History’s Worst Racehorses

We’re often enamoured with the incredible victories that can be found in the history of world horse racing. These are horses that were able to take the win against all the odds, making themselves legendary among fans of the sport, and becoming popular enough to be immortalised for all time.

But there’s always a spectrum to these kinds of events, and while we tend to be aware of many of the great winners, we often don’t hear about the losers. It can be just as beneficial for a punter to learn about the great losers, as it can help them determine which future animals possess the same traits and might not be good to put money down on. Here we will look at some of the most memorable losses in horse racing.

Zippy Chippy

Zippy Chippy can rightfully claim as being the worst racehorse of all time, with a bridle nameplate that reads “Racing’s Biggest Loser.” After earning $30,572 in prize money, the unlucky 21-year-old was retired in 2010 after losing 100 consecutive races in the United States.

Zippy’s career wasn’t all bad; he came in second eight times and third 12 times, but his lowest moment occurred in 2000, when he lost a 40-yard dash against a minor-league player for no apparent reason. Jose Herrera blew past his challenger to win by at least three lengths, a surprise even to the awful horse’s owners.

Noddies Way

The Epsom Derby has been won by the likes of Sea The Stars, Generous, Shergar, and the amazing Mill Reef, and racing’s incredible history is replete with sensational Classic champions from years gone by. People will always debate who was the best Derby champion of all time, but Noddies Way was without a doubt the worst Classic challenger in the sport’s history.

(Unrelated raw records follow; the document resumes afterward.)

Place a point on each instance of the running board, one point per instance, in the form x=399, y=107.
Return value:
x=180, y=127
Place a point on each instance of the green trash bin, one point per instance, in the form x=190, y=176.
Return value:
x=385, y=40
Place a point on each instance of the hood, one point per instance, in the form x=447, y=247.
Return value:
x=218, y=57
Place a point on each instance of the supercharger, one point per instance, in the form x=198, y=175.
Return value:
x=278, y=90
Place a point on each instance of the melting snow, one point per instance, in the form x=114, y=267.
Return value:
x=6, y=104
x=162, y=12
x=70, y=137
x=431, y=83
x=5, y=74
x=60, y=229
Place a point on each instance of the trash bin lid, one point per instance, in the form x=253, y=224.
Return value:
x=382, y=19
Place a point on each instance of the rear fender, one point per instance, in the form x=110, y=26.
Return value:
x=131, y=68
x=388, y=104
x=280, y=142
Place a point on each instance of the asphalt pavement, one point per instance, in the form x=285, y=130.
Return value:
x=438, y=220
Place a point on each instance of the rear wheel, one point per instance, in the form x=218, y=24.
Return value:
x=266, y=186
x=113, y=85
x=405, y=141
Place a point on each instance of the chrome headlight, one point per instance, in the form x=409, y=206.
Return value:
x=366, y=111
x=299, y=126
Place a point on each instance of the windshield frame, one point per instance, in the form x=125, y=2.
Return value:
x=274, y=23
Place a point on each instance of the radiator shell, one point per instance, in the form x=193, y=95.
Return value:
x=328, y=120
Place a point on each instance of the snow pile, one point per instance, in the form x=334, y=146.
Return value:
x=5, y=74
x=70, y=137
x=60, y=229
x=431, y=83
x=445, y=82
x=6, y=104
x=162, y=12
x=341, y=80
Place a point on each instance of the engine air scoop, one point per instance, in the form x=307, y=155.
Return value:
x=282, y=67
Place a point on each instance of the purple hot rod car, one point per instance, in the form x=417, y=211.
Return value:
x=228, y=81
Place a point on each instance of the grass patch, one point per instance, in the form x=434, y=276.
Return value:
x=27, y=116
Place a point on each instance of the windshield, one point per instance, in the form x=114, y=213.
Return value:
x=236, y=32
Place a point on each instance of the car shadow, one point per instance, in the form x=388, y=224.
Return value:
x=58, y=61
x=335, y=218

After his owner Wayne Cox accidentally left him in the world’s most prestigious race, the horse took his chance in the 2003 Epsom Classic, and the bookies were pleased to set odds of 500/1 on him to astonish racegoers with a Derby triumph. Two years later, and Noddies Way would eventually earn himself a better reputation, although he would never quite live down the mistakes that he made in Epsom, and it’s why sometimes it’s just better to stick with clear winners, like bingo Australia.

The Green Monkey

The performances of Quakeress, Noddies Way, and Quixall Crossett were all appalling, but at least they were compensated appropriately for their meagre abilities. When Coolmore paid a stunning $16 million for The Green Monkey in 2006, the horse became the world’s most expensive racehorse almost immediately.

It didn’t take long for it to become evident that he was on his way to become the world’s biggest flop, and punters were left scratching their heads when he retired after only three starts. The Green Monkey would go on to stud for $5,000 with a total of $10,000 in prize money in the bank, and the horse remains something of a black mark on the trainer’s team, even to this day.